Personal information
- Date of birth: 8 November 1930
- Place of birth: Wigan, England
- Date of death: 3 July 2026 (aged 95)
- Place of death: Wigan, England
- Position: Forward

Senior career*
- Years: Team / Apps / (Gls)
- 1948–1949: Wigan Athletic / 4 / (0)
- 1949–1950: Portsmouth / 1 / (0)
- 1950–1952: Bolton Wanderers / 0 / (0)
- 1952–1955: Preston North End / 15 / (10)
- 1955–1958: Nottingham Forest / 61 / (20)
- 1958–1959: Doncaster Rovers / 22 / (6)
- 1959–1960: Wigan Athletic / 29 / (20)
- 1960: Rhyl
- 1960–1961: Morecambe
- 1961–1962: Wigan Athletic / 31 / (26)
- Stalybridge Celtic
- 1965–1966: Buxton / 44 / (33)
- 1966–1968: Mossley / 21 / (17)

= Peter Higham =

English footballer (1930–2026)

Peter Higham (8 November 1930 – 3 July 2026) was an English footballer who played as a forward.

==Career==
Born in Wigan, Higham served in the Royal Marines as part of his National Service, making one appearance for Portsmouth as an amateur in 1950. He later joined Bolton Wanderers, but left the club without making a first team appearance, and signed for Preston North End in 1952.
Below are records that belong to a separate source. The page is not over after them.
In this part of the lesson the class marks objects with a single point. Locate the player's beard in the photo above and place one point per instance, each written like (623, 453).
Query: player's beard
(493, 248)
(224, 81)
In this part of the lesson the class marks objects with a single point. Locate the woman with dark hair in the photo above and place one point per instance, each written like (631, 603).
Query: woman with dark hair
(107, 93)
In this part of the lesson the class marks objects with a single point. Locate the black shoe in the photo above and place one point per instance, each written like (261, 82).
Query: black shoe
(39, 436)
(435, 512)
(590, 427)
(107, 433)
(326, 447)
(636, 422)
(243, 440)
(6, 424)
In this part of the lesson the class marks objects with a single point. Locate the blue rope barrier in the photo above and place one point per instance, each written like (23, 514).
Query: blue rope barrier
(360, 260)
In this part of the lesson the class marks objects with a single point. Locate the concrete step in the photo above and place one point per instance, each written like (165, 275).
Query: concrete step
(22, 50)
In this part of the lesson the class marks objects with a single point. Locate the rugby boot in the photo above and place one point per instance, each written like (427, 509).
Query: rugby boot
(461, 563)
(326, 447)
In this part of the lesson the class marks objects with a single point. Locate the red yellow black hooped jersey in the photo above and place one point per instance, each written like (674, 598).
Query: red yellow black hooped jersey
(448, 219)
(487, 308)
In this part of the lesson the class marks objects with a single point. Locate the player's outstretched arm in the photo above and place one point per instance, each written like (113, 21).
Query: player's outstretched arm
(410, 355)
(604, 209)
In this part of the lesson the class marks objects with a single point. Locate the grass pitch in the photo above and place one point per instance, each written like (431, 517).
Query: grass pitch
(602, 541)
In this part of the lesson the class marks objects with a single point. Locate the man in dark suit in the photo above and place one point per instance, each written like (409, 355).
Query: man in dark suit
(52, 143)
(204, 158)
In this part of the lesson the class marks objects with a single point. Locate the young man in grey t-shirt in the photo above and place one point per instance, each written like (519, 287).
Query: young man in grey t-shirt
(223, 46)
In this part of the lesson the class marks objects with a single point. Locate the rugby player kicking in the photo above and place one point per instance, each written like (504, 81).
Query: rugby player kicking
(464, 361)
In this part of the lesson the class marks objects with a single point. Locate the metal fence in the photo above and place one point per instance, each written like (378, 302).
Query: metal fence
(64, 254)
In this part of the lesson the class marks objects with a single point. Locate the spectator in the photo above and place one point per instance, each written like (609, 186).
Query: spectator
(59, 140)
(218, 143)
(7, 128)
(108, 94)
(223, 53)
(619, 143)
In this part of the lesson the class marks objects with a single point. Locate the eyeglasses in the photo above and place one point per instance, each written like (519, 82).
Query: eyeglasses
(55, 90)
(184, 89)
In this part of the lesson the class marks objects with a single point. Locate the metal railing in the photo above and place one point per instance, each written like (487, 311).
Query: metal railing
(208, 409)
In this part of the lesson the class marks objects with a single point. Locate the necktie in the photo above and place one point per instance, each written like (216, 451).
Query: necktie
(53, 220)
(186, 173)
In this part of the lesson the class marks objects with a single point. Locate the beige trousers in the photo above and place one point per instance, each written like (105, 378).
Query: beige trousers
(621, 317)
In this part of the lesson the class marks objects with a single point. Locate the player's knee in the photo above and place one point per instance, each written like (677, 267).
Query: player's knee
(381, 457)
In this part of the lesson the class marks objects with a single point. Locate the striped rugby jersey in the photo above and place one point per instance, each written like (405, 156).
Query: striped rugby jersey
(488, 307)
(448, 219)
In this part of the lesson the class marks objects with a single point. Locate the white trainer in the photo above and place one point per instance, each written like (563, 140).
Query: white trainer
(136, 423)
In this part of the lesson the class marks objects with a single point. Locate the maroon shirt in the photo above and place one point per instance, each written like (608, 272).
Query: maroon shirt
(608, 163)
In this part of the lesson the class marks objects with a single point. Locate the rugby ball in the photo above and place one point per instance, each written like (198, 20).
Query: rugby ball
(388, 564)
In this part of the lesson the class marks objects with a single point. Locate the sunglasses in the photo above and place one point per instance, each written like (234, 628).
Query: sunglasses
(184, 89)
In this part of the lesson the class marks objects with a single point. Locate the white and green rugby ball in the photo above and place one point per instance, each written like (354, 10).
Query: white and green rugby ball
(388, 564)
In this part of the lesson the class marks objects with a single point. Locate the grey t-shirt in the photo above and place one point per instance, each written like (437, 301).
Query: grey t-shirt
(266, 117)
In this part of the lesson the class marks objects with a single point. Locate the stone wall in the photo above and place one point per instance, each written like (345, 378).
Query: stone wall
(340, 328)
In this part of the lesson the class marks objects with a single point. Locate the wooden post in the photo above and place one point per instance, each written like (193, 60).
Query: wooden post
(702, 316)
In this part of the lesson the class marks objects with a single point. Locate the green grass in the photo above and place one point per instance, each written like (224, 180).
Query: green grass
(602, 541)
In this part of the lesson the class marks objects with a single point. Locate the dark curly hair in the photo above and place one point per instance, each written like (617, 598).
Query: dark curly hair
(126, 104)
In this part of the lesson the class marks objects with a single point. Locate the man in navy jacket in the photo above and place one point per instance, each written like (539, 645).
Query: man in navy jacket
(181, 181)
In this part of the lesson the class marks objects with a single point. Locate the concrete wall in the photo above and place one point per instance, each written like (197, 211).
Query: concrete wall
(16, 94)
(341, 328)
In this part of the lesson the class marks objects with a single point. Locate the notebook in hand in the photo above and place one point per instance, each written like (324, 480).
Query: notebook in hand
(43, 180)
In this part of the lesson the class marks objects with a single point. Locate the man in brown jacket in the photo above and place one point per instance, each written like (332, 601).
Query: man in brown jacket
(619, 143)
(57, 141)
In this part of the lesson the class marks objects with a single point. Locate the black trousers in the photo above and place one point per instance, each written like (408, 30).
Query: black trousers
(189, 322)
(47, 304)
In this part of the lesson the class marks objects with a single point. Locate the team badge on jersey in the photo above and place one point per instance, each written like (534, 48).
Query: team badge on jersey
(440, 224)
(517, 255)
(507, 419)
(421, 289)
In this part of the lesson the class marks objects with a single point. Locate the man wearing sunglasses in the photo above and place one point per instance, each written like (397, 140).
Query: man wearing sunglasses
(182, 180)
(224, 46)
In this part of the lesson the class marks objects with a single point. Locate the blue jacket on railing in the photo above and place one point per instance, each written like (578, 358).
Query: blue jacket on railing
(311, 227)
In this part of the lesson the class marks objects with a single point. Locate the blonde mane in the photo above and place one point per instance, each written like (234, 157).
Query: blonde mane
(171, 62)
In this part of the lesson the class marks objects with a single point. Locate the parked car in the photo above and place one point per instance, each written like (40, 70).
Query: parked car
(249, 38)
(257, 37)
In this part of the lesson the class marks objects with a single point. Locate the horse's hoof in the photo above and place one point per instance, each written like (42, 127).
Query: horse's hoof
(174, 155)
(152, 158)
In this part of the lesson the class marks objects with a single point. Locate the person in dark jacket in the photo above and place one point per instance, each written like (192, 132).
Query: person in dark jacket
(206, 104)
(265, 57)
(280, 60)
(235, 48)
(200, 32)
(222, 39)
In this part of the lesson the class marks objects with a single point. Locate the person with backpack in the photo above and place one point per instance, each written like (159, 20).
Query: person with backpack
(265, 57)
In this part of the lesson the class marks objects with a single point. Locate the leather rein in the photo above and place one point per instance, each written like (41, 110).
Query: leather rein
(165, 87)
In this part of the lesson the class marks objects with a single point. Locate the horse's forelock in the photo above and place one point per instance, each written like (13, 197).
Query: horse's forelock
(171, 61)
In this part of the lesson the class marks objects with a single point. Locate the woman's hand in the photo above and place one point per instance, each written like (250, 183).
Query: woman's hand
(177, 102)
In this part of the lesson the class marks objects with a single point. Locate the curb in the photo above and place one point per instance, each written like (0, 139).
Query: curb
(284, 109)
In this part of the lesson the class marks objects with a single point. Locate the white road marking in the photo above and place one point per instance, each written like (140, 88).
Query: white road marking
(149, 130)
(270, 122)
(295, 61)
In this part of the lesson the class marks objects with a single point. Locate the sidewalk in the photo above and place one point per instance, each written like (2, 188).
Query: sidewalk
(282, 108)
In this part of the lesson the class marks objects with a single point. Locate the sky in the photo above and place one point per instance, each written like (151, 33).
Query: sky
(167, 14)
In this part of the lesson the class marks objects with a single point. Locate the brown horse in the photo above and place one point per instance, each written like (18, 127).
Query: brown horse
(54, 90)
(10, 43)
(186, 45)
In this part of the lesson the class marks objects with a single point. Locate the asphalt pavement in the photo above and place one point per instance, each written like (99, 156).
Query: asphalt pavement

Higham was sold to Nottingham Forest in 1955 for a fee of £8,000. He was part of the Nottingham Forest side that won promotion to the First Division during the 1956–57 season.

==Death==
Higham died in Wigan on 3 July 2026, aged 95. At the time of his death, he was noted as being Portsmouth F.C.'s oldest living player.